Two thoughts on this: first, even though I've put on a lot (a lot!) of weight in the last two years, I have not once experienced active discrimination/taunting/commentary on my weight gain or - for people who didn't know me before - current size. This might seem impossible to some, and I'm sure there have been the occasional sales clerk or two who turned the other way, figuring I wouldn't fit into their offerings, but I currently work part time in a clothing store where only a handful of items would fit me. And guess what? I sell women's (and men's) clothes like nobody's business.
So nobody's holding my size against me. Why is this? I'm reminded of how brutal people can be when thinking back on the first time I heard of Saartjie Baartman, aka the "Venus Hottentot," a Khoikhoi woman turned European sideshow "freak" at the turn of the 18th Century. She - like many Khoi women - exhibited steatopygia, resulting in abnormally large large buttocks. As such, she was exhibited naked in public and openly mocked for her unique physique, especially in France.

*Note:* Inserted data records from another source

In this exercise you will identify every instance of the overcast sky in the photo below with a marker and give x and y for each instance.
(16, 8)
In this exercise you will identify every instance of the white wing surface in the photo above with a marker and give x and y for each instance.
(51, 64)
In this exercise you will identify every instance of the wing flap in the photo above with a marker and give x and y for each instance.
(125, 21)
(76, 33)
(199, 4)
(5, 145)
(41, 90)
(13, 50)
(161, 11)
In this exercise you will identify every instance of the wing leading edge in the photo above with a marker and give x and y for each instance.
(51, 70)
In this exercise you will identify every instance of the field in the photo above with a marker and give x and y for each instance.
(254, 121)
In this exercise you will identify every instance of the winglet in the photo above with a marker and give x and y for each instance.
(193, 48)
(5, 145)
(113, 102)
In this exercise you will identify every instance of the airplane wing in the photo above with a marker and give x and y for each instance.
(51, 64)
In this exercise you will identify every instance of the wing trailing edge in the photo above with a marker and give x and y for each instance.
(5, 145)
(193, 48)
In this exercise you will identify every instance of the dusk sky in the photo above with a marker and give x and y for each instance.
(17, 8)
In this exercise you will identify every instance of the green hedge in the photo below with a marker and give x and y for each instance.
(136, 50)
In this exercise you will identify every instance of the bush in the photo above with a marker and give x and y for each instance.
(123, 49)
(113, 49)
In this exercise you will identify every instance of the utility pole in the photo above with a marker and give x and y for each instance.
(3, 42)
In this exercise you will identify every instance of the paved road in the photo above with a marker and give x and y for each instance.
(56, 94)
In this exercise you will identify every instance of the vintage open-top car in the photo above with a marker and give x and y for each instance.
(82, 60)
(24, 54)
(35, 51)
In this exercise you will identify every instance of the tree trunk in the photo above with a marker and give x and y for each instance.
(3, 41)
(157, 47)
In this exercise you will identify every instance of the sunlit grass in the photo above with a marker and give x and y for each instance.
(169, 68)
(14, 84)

Now THAT is size discrimination.
I guess somewhere between Saartjie and I lies the wide continuum of fat jokes, sideways tsk-ing glances, and the realization that the euphemistically named "Women's Deparment" might be the better place to shop. Perhaps the lacking of any real emotional or mental negativity surrounding my weight gain has prevented me from finding the right motivation to really kick-start my weight loss and workout regime.
Does this mean I need a series of insults to send me on my way? Not at all. But I am surely grateful for all of my friends and family who have recognized the change and realized that negativity and belittling do nothing to support a person trying to improve herself. And for that, I say merci.